The meaning of the “spiritual presence” concerning the Lord’s Supper is that Jesus is spiritually (but not physically) present at communion. The view can perhaps best be seen in distinction from other views regarding the presence of Christ in the Lord’s Supper.
The traditional Roman Catholic view is that of transubstantiation or sometimes called the “real presence” view. According to this view, when the priest pronounces the words “this is my body” over the bread and elevates the cup, the elements are actually changed into the physical body and blood of the Lord. This change is not discernable to the senses; in other words, the bread and wine still look and taste like bread and wine, but they really are the body and blood of the Lord and are to be honored as such.
Martin Luther held to a position called consubstantiation; that is, the body and blood are physically present with the elements. The elements do not change, and the body and blood cannot be recognized by taste, but in some real, physical way the body and blood of Christ are present.
Most Protestants today hold to the spiritual presence of Christ in the Lord’s Supper. The elements do not change or become the body and blood of the Lord in any way. The elements are symbols of His body and blood. While Jesus did say, “This is my body” and “This is my blood,” it was in the context of a Passover meal in which every element had a symbolic meaning. It would have been entirely out of context for the disciples to suddenly interpret these two items literally—especially since Jesus had not yet been crucified.
When we partake of the elements of communion today, we recognize that they are more than just symbols of something that happened a long time ago. Whenever we gather together to observe the Lord’s Supper, Christ is present with us spiritually. It is not just the memory of Him that is present; He is in the midst of the congregation. The emphasis is upon His presence within the worshiping body, not within the elements of the table. The believer communes with the Lord through the act of remembrance and worship.

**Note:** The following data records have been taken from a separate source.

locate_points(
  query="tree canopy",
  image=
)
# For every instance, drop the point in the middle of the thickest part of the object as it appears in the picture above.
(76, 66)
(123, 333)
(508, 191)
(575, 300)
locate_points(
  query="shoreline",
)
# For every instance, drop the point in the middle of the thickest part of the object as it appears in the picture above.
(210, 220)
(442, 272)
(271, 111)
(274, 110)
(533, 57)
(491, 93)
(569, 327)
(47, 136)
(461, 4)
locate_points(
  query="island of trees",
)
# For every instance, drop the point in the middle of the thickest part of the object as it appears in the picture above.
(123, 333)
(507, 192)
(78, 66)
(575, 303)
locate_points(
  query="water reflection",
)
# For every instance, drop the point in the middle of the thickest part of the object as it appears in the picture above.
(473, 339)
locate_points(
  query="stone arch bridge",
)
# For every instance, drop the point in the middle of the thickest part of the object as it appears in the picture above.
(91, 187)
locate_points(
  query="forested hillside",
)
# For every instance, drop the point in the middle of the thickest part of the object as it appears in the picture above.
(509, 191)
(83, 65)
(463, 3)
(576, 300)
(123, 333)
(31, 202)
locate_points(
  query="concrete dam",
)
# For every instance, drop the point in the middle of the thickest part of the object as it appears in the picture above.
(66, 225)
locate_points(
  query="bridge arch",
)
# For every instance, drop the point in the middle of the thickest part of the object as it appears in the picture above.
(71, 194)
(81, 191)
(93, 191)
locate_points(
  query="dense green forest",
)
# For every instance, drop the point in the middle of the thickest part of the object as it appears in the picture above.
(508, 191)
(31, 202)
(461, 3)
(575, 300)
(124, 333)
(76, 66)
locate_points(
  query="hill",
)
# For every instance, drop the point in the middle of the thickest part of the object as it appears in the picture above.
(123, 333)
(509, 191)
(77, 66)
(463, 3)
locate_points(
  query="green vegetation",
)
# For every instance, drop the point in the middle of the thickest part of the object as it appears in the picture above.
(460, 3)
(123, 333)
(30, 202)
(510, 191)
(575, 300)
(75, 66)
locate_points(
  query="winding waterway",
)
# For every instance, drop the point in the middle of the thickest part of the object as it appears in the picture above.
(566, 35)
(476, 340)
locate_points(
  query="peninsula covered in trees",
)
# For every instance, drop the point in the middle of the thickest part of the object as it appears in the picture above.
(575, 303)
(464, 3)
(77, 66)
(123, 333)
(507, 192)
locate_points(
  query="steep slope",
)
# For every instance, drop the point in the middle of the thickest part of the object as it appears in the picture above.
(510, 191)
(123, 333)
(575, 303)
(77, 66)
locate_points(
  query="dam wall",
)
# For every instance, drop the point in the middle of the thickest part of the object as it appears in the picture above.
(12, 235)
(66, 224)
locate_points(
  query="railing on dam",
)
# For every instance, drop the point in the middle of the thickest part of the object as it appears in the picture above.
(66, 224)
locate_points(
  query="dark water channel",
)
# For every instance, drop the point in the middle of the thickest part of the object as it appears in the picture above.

First Corinthians 11:23–26: “For I received from the Lord what I also passed on to you: that the Lord Jesus, on the night He was betrayed, took bread, and when He had given thanks, He broke it and said, ‘This is My body, which is for you; a do this in remembrance of Me.’ In the same way, after supper He took the cup, saying, ‘This cup is the new covenant in My blood; do this, as often as you drink it, in remembrance of Me.’ For as often as you eat this bread and drink this cup, you proclaim the Lord’s death until He comes.”